Union Pacific pauses the use of embargoes on its freight network, a practice that had increased significantly this year and prompted the Surface Transportation Board to convene Union Pacific CEO Lance Fritz and other top railroad executives earlier this week for a hearing in Washington, D.C. .
In a letter addressed to STB Chairman Martin Oberman and sent to the STB by Fritz on Friday, the Union Pacific CEO stated, “We are reviewing our use of congestion-related embargoes. To facilitate that hard look, we are immediately suspending of any additional embargoes under the pipeline inventory management program we initiated in November.
According to STB data, the use of embargoes by railways to control congestion has increased from a total of five in 2017 to more than 1,000 so far by 2022. Reports that the embargoes hamper shippers’ operations and increase supply chain problems for the national economy were one of the reasons that led STB to convene the hearing.
Union Pacific carries nearly 27% of rail freight and nearly 11% of all long-haul freight volume.
The railroad has argued that because of its geographic scope, number of yards, customer facilities and mix of goods, embargoes are one of the few tools it has to manage and measure customer-controlled stock levels of railcars and ease network congestion. It has also referred to embargoes as a “last resort”.
The STB has spoken out about its frustrations with Union Pacific, stating ahead of the December 13-14 hearings that Union Pacific “has not provided details” in response to an order from the STB for a “dramatic increase in embargoes since 2017 ” explain. ,” including whether UP has maintained sufficient funds during that period.
The STB is interested in how UP’s staffing and service levels have affected the supply chain and whether a lack of labor is part of the rationale behind the embargoes. Unions have said that even as major freight carriers add workers, the hiring data provided to STB masks a long-term trend in job turnover. An employment lawyer who testified at this week’s hearing said the Class I freight railroads may be hiring, but they don’t retain existing employees, so there’s no net profit.
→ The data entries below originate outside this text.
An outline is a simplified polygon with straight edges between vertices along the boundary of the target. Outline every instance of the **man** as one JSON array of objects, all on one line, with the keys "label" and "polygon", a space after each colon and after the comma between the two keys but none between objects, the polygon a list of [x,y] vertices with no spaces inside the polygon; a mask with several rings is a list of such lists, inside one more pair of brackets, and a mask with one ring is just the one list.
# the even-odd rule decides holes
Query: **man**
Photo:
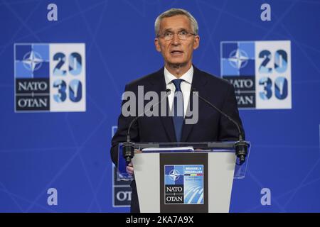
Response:
[{"label": "man", "polygon": [[[233,85],[199,70],[192,65],[193,50],[199,46],[198,31],[197,21],[183,9],[171,9],[159,16],[155,22],[154,44],[156,50],[164,57],[164,67],[127,84],[125,91],[137,94],[138,86],[143,86],[144,92],[154,91],[160,94],[169,89],[171,92],[166,100],[169,111],[177,108],[175,93],[182,92],[183,112],[186,116],[191,99],[190,94],[193,89],[196,89],[200,96],[235,119],[242,128]],[[112,140],[111,155],[116,165],[118,144],[126,140],[129,125],[134,118],[124,117],[122,114],[119,117],[117,131]],[[183,117],[179,118],[176,115],[139,117],[131,128],[131,140],[144,143],[238,140],[236,126],[201,100],[198,101],[198,122],[195,124],[186,124]],[[134,174],[131,164],[127,167],[127,172]],[[131,187],[131,211],[139,212],[134,181],[132,181]]]}]

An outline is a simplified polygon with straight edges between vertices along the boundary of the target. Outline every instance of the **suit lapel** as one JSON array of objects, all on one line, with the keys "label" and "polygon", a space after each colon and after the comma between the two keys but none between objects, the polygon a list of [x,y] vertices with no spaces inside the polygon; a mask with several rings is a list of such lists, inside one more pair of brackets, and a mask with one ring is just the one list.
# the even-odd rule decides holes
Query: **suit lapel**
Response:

“Instead, they are extending trains to sizes that exceed the capacity of the infrastructure, adding to congestion, rather than adding workers to improve service,” said Richard Edelman, one of the lawyers representing the railroad unions. represents.
A TBEN review of Union Pacific employment data provided to the STB beginning January 2019 through October details the history of labor turnover, a time frame that includes the combination of the deployment of the company’s precision rail strategy called Unified Plan 2020, which was launched in October 2018 and rolled out in phases across Union Pacific’s rail network. The impact of the Covid pandemic is also reflected in the drop in labor.
A total of 27,753 vessels were in service as of October 2022, compared to 32,315 in October 2019, according to a Union Pacific spokesperson.
Union membership data shows that employment on all Class I rails, including Union Pacific, has fallen from just before the start of the pandemic and even fell between October 2021 and October 2022.